Not only are the Unions judiciously exercising their roles, in tandem with the local Courts, as “bulwarks against” workers’ rights violations but they are also being vindicated by the various judgments, Thomas opined.
“The State is acting in a very arrogant fashion. I distinctly recall when Otto Sam was transferred, I told the requisite people in authority that the government is acting illegally, is acting improperly and will not prevail in the transfer case. Justice Thom who is now on the Court of Appeal found that the government had acted illegally and they reversed that.
“Then the government proceeded to fire Otto Sam and I told the requisite authorities that the dismissal case is an even easier case to fight than the transfer case and Otto Sam will win it, so said so done. The Court found that in firing him the government acted illegally and improperly.
“And this case where the PSU sued the government in the name of some public workers on the issue of promotions and seniority and so on, Justice Henry found that the promotions were not done in keeping with the regular procedures. She found that the promotions and seniority system were procedurally improper, she found that the whole system was not being run properly and called on the PSU to do a whole series of things which they have not done,” he told ANN.

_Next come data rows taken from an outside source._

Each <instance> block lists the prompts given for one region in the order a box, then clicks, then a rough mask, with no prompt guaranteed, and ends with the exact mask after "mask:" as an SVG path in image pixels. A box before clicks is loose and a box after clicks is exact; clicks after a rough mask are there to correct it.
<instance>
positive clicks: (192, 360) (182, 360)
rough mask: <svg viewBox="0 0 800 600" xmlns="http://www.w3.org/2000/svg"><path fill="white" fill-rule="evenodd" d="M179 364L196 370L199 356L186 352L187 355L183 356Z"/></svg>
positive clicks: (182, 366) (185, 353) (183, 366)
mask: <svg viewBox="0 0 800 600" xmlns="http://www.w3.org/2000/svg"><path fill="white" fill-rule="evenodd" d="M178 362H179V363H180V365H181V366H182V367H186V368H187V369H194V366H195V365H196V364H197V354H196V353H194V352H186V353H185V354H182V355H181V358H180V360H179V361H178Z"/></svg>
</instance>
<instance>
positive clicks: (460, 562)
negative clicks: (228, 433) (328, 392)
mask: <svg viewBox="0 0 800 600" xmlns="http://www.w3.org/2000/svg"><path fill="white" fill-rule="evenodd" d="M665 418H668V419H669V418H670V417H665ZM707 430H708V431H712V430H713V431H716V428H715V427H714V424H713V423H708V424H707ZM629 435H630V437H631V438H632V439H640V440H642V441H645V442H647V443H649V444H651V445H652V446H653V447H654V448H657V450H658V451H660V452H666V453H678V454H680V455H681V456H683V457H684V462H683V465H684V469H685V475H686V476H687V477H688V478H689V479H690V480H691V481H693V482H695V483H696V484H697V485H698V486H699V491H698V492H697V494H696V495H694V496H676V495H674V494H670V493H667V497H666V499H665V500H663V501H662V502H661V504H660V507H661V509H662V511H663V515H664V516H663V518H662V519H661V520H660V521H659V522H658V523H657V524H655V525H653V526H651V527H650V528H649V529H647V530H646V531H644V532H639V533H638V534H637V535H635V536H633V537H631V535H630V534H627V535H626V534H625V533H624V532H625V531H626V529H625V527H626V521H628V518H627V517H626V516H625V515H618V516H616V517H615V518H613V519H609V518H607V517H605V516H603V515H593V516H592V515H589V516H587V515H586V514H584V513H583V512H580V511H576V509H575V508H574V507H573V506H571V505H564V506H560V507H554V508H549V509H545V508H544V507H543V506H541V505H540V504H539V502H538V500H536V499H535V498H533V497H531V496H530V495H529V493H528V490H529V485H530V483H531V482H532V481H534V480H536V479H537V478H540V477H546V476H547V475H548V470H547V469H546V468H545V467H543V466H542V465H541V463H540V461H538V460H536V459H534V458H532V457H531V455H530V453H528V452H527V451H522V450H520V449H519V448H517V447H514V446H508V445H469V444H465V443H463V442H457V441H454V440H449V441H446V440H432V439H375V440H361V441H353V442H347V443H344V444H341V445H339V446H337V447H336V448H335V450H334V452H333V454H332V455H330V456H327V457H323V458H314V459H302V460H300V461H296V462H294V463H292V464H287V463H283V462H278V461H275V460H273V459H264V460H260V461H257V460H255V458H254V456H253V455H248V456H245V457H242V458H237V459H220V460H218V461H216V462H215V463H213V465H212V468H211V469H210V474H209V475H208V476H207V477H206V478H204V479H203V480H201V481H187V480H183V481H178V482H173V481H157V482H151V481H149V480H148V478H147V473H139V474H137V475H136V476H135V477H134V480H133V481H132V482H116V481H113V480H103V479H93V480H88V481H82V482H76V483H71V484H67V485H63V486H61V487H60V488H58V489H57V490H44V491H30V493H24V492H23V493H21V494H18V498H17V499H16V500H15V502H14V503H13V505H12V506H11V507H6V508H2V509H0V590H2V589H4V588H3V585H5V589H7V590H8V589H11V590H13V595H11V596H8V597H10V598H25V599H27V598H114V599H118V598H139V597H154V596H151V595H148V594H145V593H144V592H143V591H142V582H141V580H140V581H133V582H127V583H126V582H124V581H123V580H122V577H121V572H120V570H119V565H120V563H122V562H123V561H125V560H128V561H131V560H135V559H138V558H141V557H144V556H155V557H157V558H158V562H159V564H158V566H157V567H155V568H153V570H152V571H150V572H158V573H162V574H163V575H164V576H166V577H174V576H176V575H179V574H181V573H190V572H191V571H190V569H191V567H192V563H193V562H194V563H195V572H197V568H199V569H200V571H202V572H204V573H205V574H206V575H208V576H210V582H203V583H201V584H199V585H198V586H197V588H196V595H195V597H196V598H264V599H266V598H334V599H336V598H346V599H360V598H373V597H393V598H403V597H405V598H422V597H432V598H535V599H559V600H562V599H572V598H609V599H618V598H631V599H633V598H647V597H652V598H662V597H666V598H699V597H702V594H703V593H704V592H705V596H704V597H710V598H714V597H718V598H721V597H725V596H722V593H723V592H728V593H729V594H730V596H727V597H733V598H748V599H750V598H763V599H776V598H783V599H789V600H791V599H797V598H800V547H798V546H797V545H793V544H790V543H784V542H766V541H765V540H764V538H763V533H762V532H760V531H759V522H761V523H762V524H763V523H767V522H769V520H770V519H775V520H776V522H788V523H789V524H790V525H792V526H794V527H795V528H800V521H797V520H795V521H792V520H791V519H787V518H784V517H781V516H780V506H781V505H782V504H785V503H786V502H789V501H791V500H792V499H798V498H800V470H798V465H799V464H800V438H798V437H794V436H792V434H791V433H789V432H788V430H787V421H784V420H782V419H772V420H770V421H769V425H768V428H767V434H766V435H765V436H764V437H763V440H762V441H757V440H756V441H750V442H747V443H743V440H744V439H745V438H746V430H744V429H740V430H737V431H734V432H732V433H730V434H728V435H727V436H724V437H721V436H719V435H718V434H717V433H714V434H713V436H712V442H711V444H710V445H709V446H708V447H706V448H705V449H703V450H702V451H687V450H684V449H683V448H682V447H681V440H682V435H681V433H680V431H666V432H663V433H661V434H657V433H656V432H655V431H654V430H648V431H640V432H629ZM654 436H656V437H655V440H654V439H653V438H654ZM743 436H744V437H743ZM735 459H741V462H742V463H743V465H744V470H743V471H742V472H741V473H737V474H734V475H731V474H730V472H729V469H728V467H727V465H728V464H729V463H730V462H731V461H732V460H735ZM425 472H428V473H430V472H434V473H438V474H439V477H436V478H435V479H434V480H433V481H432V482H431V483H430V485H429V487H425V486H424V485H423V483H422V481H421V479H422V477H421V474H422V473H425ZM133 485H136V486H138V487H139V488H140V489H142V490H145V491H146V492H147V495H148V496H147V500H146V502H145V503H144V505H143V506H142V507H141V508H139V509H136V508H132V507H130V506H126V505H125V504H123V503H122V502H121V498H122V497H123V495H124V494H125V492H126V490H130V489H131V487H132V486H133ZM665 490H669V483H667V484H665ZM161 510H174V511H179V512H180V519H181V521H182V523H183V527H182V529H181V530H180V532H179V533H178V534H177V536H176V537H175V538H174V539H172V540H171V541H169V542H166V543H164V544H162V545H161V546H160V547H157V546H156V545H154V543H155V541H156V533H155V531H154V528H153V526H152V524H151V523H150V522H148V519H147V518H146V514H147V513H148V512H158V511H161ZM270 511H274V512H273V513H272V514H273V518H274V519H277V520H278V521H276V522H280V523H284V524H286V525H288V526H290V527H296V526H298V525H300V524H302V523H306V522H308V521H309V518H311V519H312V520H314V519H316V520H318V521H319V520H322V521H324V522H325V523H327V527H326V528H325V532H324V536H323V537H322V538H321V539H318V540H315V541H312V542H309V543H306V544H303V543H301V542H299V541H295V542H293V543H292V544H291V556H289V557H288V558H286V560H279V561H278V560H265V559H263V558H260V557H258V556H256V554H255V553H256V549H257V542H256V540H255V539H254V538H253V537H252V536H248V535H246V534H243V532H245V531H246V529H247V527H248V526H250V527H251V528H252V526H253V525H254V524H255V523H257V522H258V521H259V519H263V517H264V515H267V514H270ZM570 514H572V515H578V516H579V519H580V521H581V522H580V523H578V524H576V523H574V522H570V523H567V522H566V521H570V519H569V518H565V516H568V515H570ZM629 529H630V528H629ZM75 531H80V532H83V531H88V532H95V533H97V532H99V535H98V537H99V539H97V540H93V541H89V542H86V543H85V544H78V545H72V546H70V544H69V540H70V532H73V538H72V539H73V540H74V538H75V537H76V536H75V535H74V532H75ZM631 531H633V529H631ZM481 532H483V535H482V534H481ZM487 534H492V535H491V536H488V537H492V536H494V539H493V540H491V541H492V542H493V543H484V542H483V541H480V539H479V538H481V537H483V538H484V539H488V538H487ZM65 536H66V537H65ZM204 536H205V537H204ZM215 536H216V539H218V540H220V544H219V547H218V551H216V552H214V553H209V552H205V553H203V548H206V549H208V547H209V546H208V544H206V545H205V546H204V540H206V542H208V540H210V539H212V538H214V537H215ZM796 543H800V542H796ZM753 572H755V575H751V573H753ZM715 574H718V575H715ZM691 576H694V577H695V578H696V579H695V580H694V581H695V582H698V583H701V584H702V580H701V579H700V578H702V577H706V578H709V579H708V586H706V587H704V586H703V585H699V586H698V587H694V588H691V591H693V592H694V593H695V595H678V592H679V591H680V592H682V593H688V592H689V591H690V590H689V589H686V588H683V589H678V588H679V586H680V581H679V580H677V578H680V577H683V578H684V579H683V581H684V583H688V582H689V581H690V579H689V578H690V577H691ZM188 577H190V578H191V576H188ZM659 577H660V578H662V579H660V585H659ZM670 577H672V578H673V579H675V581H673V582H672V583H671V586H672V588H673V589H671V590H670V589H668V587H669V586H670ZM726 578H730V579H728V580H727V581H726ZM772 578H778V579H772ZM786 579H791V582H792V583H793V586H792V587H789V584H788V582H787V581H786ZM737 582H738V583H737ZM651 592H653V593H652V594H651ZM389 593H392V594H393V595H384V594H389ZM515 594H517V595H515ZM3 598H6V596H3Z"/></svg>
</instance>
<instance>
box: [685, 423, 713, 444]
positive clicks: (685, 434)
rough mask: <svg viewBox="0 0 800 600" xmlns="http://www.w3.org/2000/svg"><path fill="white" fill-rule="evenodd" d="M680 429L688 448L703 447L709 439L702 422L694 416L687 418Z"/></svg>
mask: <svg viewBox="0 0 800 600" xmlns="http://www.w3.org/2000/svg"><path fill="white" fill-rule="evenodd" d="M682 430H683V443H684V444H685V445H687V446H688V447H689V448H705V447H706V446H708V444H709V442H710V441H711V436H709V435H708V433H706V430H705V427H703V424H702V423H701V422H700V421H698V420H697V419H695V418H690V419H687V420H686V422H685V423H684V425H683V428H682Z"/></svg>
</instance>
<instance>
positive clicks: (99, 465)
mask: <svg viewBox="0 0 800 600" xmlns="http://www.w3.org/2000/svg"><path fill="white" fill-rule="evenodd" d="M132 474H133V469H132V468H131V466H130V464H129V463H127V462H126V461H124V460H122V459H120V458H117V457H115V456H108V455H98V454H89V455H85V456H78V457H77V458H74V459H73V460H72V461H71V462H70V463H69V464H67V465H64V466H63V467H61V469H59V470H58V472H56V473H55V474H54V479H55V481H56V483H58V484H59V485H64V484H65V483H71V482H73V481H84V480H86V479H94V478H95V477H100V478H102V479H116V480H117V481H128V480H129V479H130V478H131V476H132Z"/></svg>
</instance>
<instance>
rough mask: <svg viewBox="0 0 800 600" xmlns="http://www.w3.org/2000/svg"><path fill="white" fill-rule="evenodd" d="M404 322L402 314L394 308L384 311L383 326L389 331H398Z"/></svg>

Thomas again stressed that he reached out to a host of potential intercessors “from… the highest level of state administration” as he tried, to no avail, to negotiate an out of Court resolution to the issues confronting Jamali Whyte as represented by the PSU. He sees, instead of penitent reform, “a certain arrogance in terms of the ways in which the State proceeds to deal with citizens.”
Which he posits, “is done with scant regard for the law. In many cases absolute disregard for the law and that’s why each time the government is challenged on the point the government loses. It is unfortunate because it shows that they are not learning anything from these cases. And all they have to do is to go and read the decisions to see when you have to do something else, ensure that your actions comport with the previous decisions of the Court.
“But the guys don’t want to do that they don’t care and as a result they get piss on their head each time because once the matter is reviewed the Court is going to look at the law, at the procedure and the Court is going to conclude that they are operating improperly and they would lose the case.” Thomas shared with ANN.